You spend all year complaining about one thing,

and then when that thing changes, you immediately start complaining about the new status-quo. That describes the British and the weather. In fairness, we aren’t naturally blessed. April and May provided a grey and gloomy canvas, and then things flipped like a switch over the recent bank holiday. This, of course, was welcomed with righteous aplomb and the shops were left abandoned for parks and pubs and beaches – and why not? 

A few days later the good weather boiled in the pan and the air turned to steam. This is the way of things. As I write, thankfully, things have switched again and the air has cooled and dried, and it no longer feels as if we live in a swamp. 

If I attempt to be grateful though, I can say that the swamp weather made for a memorable run. 

Those few days of warmth dried out my local trails and cross country paths which had been surprisingly dank throughout the last month, so I hit one of my favourite local routes: a hilly wood which can be looped in number ways as you rack up miles, and elevation gain. I just wanted to take it easy, but as soon as I weaved my way beneath the canopy of the wood the air told me that it was not going to be so simple. The foliage was long and drooping, overgrown and under-trodden. Sweat arrived quickly, before even my breath grew hard. Then, the sound of the wood: the chirp of birds, the flicker of insects, the bark of muntjacs, and then the oppression-by-tree of all external sounds. It felt positively jungle-like. 

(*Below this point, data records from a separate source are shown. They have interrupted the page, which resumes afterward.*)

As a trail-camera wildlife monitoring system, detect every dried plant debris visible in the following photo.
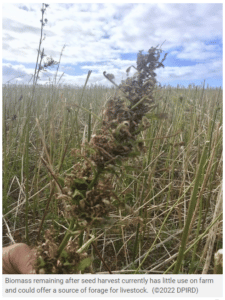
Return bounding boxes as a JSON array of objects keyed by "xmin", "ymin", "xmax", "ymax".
[
  {"xmin": 57, "ymin": 47, "xmax": 166, "ymax": 224},
  {"xmin": 35, "ymin": 227, "xmax": 87, "ymax": 274},
  {"xmin": 38, "ymin": 48, "xmax": 166, "ymax": 274}
]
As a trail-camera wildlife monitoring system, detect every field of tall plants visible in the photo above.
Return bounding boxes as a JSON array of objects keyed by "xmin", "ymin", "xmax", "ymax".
[{"xmin": 2, "ymin": 64, "xmax": 222, "ymax": 274}]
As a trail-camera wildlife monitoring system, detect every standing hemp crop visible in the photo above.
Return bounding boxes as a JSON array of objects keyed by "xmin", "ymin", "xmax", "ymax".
[{"xmin": 36, "ymin": 47, "xmax": 167, "ymax": 274}]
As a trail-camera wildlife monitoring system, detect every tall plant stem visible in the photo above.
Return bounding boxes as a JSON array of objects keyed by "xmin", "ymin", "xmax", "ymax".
[
  {"xmin": 173, "ymin": 141, "xmax": 209, "ymax": 274},
  {"xmin": 58, "ymin": 219, "xmax": 75, "ymax": 257}
]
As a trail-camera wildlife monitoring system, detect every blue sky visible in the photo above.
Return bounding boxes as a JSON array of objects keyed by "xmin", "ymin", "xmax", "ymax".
[{"xmin": 2, "ymin": 2, "xmax": 223, "ymax": 87}]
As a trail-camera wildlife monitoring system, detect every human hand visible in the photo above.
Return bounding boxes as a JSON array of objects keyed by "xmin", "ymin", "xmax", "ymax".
[{"xmin": 2, "ymin": 243, "xmax": 36, "ymax": 274}]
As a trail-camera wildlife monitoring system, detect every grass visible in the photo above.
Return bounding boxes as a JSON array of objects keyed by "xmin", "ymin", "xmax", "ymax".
[{"xmin": 2, "ymin": 80, "xmax": 222, "ymax": 274}]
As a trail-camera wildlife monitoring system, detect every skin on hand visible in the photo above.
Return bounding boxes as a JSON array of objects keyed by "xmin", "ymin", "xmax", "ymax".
[{"xmin": 2, "ymin": 243, "xmax": 36, "ymax": 274}]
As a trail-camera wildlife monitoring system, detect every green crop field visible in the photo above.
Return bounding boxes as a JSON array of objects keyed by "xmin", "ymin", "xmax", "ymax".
[{"xmin": 2, "ymin": 74, "xmax": 222, "ymax": 274}]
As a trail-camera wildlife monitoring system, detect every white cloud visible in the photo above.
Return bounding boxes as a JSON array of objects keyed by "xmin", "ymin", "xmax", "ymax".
[{"xmin": 2, "ymin": 3, "xmax": 222, "ymax": 86}]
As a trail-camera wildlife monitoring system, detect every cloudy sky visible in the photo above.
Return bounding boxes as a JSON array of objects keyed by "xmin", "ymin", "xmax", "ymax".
[{"xmin": 2, "ymin": 2, "xmax": 223, "ymax": 87}]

It was what I had been waiting for. It was summer running. It was wet, all encompassing, tough. It didn’t necessarily feel good, and it definitely wasn’t as easy as I would have wanted it to be, but maybe that’s the magic of those training grounds, in that weather – you don’t need to run fast to get some serious training benefit. 

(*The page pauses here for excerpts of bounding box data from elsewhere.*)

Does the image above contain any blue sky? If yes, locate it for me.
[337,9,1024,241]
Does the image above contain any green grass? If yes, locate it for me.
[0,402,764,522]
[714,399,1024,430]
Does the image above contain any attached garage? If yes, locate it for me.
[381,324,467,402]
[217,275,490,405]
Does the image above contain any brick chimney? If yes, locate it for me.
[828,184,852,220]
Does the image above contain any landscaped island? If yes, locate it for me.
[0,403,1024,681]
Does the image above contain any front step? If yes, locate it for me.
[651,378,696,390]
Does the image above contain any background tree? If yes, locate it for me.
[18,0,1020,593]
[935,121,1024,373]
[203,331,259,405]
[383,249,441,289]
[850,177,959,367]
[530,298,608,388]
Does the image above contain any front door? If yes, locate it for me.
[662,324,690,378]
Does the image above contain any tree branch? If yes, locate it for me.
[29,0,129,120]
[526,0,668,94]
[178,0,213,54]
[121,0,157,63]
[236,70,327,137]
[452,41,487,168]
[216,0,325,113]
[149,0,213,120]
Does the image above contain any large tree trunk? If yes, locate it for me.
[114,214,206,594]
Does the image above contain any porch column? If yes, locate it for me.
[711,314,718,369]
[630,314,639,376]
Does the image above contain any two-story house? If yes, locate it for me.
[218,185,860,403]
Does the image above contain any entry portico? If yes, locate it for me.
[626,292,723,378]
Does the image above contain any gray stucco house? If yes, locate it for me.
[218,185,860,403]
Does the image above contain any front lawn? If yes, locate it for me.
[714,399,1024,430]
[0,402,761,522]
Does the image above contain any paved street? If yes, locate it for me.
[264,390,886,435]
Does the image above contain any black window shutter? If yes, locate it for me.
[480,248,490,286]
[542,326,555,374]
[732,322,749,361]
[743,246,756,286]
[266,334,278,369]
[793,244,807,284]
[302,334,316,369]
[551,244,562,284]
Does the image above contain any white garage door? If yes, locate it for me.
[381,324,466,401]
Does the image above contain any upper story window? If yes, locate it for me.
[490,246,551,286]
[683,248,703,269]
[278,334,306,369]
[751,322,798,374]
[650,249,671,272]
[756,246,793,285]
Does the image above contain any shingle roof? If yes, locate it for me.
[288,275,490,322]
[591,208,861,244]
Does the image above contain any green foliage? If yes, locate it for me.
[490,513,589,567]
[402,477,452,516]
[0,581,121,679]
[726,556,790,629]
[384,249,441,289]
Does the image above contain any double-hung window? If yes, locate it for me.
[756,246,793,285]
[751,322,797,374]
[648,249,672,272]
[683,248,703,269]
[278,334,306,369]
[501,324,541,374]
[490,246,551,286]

Not that it’s about the training benefit, really. Running the woods is never about anything more than a desire to get out there, be alone, beneath that canopy, amongst that sound. So I won’t complain. I’ll try not to complain. The consistency of the inconsistency of our weather changes the dynamic of our training grounds on a daily basis and yes, I do wish it would be hot but dry, perhaps with a cool, wandering breeze, but as some guy some time once said: “you can’t always get what you want.” 

Sometimes the wood will be the wood that I want it to be, sometimes it will be a slip and slide, sometimes it will be a steaming jungle.  The only thing that prevents me from enjoying all those modes is me. If I choose to appreciate that dynamism, it can all be good. 

What else did that guy say? 

“If you try sometimes, you just might find, you get what you need.”

There are a thousand-and-one things to complain about in this world. 

Perhaps the weather shouldn’t be one of them because when it comes right down to it, how good the weather is, how bad the weather is, is only a matter of perspective.